Shallow reading with Deep Learning: Predicting popularity of online content using only its title

Published 21 Jul 2017 in cs.CL | (1707.06806v1)

Abstract: With the ever decreasing attention span of contemporary Internet users, the title of online content (such as a news article or video) can be a major factor in determining its popularity. To take advantage of this phenomenon, we propose a new method based on a bidirectional Long Short-Term Memory (LSTM) neural network designed to predict the popularity of online content using only its title. We evaluate the proposed architecture on two distinct datasets of news articles and news videos distributed in social media that contain over 40,000 samples in total. On those datasets, our approach improves the performance over traditional shallow approaches by a margin of 15%. Additionally, we show that using pre-trained word vectors in the embedding layer improves the results of LSTM models, especially when the training set is small. To our knowledge, this is the first attempt of applying popularity prediction using only textual information from the title.

Abstract PDF Upgrade to Chat

Citations (29)

View on Semantic Scholar

Summary

The paper introduces a deep learning approach leveraging a BiLSTM network to predict online content popularity solely from titles.
The model uses pre-trained GloVe embeddings and bidirectional processing to capture semantic nuances, achieving over a 15% accuracy gain on benchmark datasets.
The study highlights practical implications for content creators and digital marketers by optimizing title formulations to drive higher engagement.

Overview

The paper "Shallow reading with Deep Learning: Predicting popularity of online content using only its title" (1707.06806) presents a deep learning methodology for predicting the popularity of online content based solely on its title. The study leverages the architectural advantages of a bidirectional Long Short-Term Memory (BiLSTM) network, showing a significant improvement over traditional methods for binary classification of content popularity. The focus is on enhancing interpretability and accuracy in predicting whether a piece of online content will become popular.

Methodology

The proposed method formulates the problem as a binary classification task, assessing whether an online content title suggests it will be popular or not. The architectural foundation is a BiLSTM network that processes input sequences bidirectionally to capture the entire context of the title. The authors employ pre-trained GloVe embeddings for word representation, facilitating a richer semantic understanding from the outset. The hidden state interpretation is emphasized, allowing for introspection of each word's contribution to predicted popularity.

Figure 1: A bidirectional LSTM architecture with 1-of-K word encoding and embedding layer proposed in this paper.

Text Representation and Bidirectional LSTM

Utilizing word embeddings from large corpora, the model captures semantic nuances of the titles. By initializing the embedding layer with pre-trained GloVe vectors, the method improves upon foundational text representation techniques. The BiLSTM architecture is central to the performance gain. It processes sequences forwards and backwards, so every element informs the final prediction irrespective of its position in the sequence. The concatenated forward and backward passes provide a more robust representation for classification.

Advantageous Training Techniques

The model employs the Adam optimization algorithm for training, incorporating techniques like learning rate reduction and early stopping to enhance convergence and prevent overfitting. This disciplined approach to optimization ensures that the model attains a balance between capacity and generalization, effectively embodying the complexity necessary to capture subtle relationships.

Evaluation

The evaluation demonstrates significant accuracy gains over baseline models across two datasets: NowThisNews and Breaking News. On the NowThisNews dataset, the BiLSTM approach surpasses traditional BoW and CNN methods, registering over a 15% improvement relative to shallow techniques. The Breaking News dataset evidences similar trends, confirming the model's robustness and indicating the feasibility of predicting popularity from sparse data like titles alone.

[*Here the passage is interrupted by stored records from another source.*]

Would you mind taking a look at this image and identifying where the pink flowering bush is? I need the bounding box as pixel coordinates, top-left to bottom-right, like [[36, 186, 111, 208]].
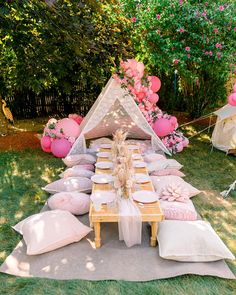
[[113, 59, 188, 153], [120, 0, 236, 117]]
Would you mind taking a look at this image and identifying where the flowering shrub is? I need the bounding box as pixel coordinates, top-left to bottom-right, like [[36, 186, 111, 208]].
[[120, 0, 236, 117], [113, 59, 188, 153]]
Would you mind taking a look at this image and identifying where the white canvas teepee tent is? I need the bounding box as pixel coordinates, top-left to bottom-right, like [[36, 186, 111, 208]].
[[211, 104, 236, 153], [68, 78, 170, 156]]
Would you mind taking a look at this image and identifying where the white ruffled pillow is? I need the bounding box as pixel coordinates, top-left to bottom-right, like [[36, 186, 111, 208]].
[[150, 175, 201, 198], [43, 177, 92, 194], [13, 210, 92, 255], [59, 166, 94, 178], [48, 192, 90, 215], [160, 199, 197, 221], [62, 154, 96, 167], [157, 220, 235, 262], [148, 159, 183, 173], [143, 153, 166, 163]]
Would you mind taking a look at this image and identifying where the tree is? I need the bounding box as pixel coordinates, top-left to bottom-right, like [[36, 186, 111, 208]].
[[120, 0, 236, 117]]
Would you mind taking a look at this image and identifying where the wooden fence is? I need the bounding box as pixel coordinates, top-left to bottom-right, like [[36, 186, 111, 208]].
[[6, 90, 100, 119]]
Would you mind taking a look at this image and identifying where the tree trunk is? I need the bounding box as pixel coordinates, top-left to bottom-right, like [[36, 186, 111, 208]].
[[0, 96, 9, 136]]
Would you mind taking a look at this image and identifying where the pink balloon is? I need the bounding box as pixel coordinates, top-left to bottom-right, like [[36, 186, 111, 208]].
[[149, 76, 161, 92], [228, 93, 236, 106], [40, 136, 52, 153], [57, 118, 80, 137], [153, 118, 173, 137], [176, 142, 184, 153], [233, 83, 236, 93], [51, 138, 71, 158], [148, 93, 159, 104]]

The performance metrics, detailed in the paper, underscore the BiLSTM's efficacy in handling diverse text inputs with improved semantic comprehension compared to conventional methods. The use of word vector fine-tuning further refines model predictions, particularly on datasets with more narrowly defined content contexts.

Discussion

The implications of this work extend to content creators and digital marketers who can employ such models to optimize titles for maximum impact, thereby leveraging data-driven insights in creative processes. The ability to generate context-dependent vector interpretations opens avenues for nuanced content quality analysis and A/B testing for title selection.

Despite these advantages, the study also acknowledges the potential for further improvement through character-level models and multimodal approaches that incorporate image or video data. Such extensions could provide an even more comprehensive framework for predicting online content popularity, integrating textual and non-textual data into a unified predictive model.

Conclusion

This study introduces a sophisticated approach for online content popularity prediction using BiLSTMs, showcasing significant advancements over traditional shallow classifiers. It demonstrates the potential for deep learning to provide actionable insights in digital content strategy, enhancing both accuracy and interpretability. Future work will likely explore integrating multimodal data and further refining character-level text representations to continue improving prediction accuracy and broad applicability.